I came home, falling back into care mode as it was dinner. Mum didn’t really speak to me of my excursion. I finally told her I went to a movie and she responded, ‘Good for you.’ I am glad she patted me on the head, instead of being really grumpy. She proceeded to tell me her blood sugar (330..and just now at the time of this writing, I am suddenly wondering if in the busy-ness of making dinner, getting her dinner, getting her the rest of her meds, feeding the dog, and assisting her in other ways…did she get her shot???) and make the rest of the early part of my evening about her.

Later, about 810, I managed to get away to the basement. I took a short nap. I know, it is a late time to take a nap, but I need to grasp those zzz’s when I get the chance. I woke and read and waited by the phone for a call which didn’t come. After the time for the call had passed, I went back upstairs and got mom organized again. Her blood was 400+ (not a surprise, it is almost always that high around bedtime, but I’m still curious if I forgot the insulin, it might not have ‘taken’ as she had a biscuit and strawberries with whipped topping along with the chicken and mashed taters) and she wasn’t feeling good.

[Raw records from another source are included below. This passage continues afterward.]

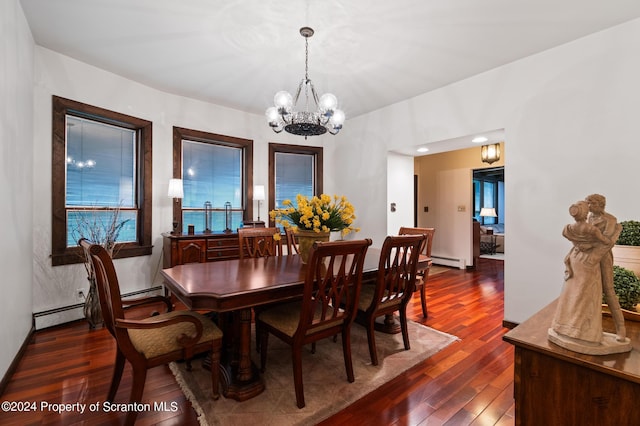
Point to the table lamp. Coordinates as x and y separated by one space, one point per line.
488 212
258 195
176 192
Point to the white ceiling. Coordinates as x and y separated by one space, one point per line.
369 53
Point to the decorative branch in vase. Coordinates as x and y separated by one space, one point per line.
100 226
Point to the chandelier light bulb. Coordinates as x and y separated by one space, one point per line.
338 117
283 99
272 114
328 102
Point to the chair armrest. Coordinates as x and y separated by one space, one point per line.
153 323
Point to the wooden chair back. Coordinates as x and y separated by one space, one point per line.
104 291
259 242
290 241
425 250
396 277
334 275
393 288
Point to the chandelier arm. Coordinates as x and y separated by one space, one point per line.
314 94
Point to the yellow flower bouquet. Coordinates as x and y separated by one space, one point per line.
319 214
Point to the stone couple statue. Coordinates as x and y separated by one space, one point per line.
577 324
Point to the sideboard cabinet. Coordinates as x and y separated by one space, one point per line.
184 248
556 386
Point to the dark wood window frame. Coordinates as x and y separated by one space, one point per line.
246 145
274 148
61 254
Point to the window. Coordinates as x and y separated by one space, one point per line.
293 170
217 175
101 163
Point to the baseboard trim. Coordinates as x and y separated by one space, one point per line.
16 360
65 309
510 325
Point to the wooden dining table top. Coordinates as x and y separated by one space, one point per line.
234 284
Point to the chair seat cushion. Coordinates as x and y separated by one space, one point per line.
286 318
163 340
367 292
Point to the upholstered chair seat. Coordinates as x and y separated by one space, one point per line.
156 342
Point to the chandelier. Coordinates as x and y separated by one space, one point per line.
284 115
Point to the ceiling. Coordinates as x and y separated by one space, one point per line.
369 53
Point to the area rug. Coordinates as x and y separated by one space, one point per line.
326 388
437 269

But, as I was sitting there, reading and waiting for mom’s bedtime, I realized something. This is EXACTLY what I do in my own house. I take care of people, I feed them, wait, and read. I spend a great deal of time reading. Books are great companions, especially while one is waiting. In my realization, I wondered what I was waiting for? I don’t have any goals or dreams or wants. Not really.

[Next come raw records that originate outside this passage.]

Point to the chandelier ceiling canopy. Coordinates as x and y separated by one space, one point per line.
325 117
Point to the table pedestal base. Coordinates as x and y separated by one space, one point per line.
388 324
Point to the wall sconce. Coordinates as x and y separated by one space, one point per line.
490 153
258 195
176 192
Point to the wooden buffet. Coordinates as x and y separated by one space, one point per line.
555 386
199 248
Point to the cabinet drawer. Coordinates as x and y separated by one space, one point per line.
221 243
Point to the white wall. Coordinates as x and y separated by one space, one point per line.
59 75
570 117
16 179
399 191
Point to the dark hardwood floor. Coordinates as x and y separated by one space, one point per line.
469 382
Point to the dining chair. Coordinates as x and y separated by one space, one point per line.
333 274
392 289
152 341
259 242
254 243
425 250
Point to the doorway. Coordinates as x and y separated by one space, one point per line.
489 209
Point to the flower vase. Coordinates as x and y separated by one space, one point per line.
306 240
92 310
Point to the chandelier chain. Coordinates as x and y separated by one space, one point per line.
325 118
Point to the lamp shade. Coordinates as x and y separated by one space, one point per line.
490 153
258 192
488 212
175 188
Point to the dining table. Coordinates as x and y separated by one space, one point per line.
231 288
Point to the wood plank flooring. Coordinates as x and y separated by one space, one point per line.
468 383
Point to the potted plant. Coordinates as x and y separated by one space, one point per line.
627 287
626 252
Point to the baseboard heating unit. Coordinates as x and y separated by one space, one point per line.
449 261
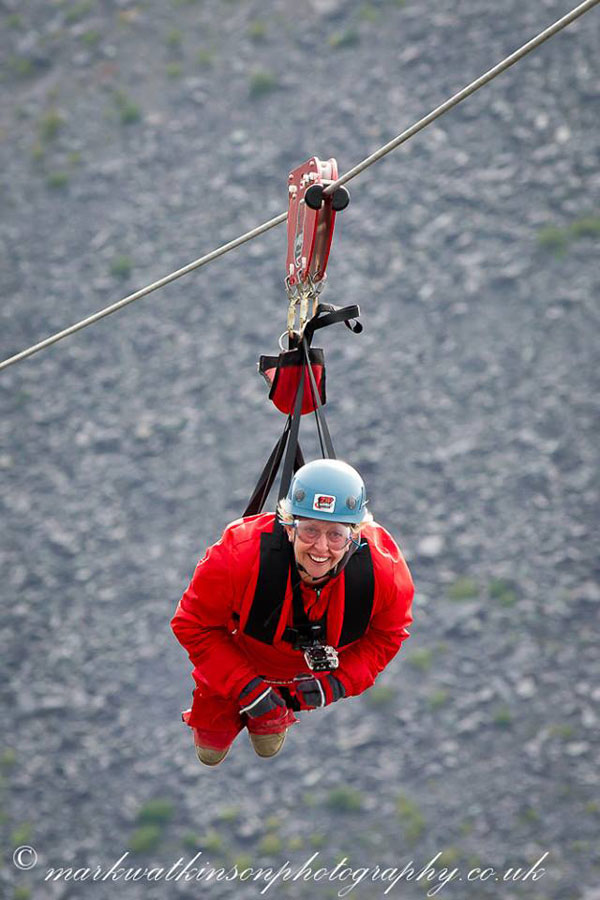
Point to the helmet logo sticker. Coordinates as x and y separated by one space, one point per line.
324 502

Oh, I want to get some of the more curious spots in mom’s finances taken care of. I want to get mom’s car to the mechanic (there is a new odd orange light showing on the door handle where the electronic window buttons are. I’m not sure what it stands for and need to get out the directions and see if it tells me, but the car does need worked on). I finally got all of mom’s pets vetted (as in shots and checked over), I’ve wanted to do that for almost a year! I did get to see ‘Beauty.’ I really wanted to do that, too, and I never expected to.

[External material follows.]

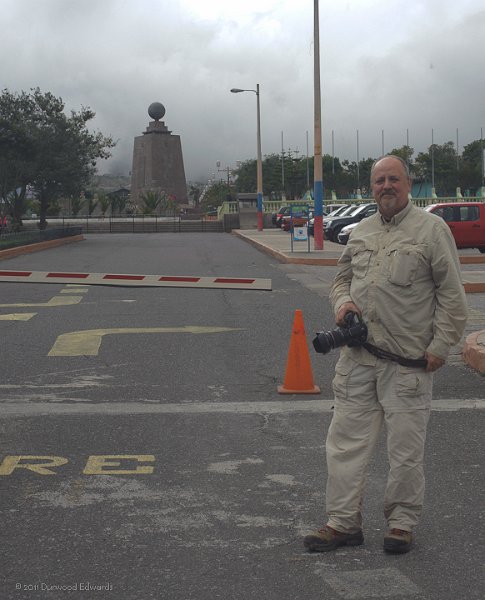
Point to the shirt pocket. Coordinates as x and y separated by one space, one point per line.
404 264
361 259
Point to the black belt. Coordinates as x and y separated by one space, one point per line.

I follow a blog about narcissism. I wonder if a person can be a self-narcissist. All of those things a person who is a narcissist does is what I tend to do to myself! And I wonder if I am waiting for myself to tell me to grow up? To stop wanting to depend on someone else and put on those big girl panties I often forget to wear. To realise it is ok to be alone in my world and those books are a great deal more logical to have around than I think.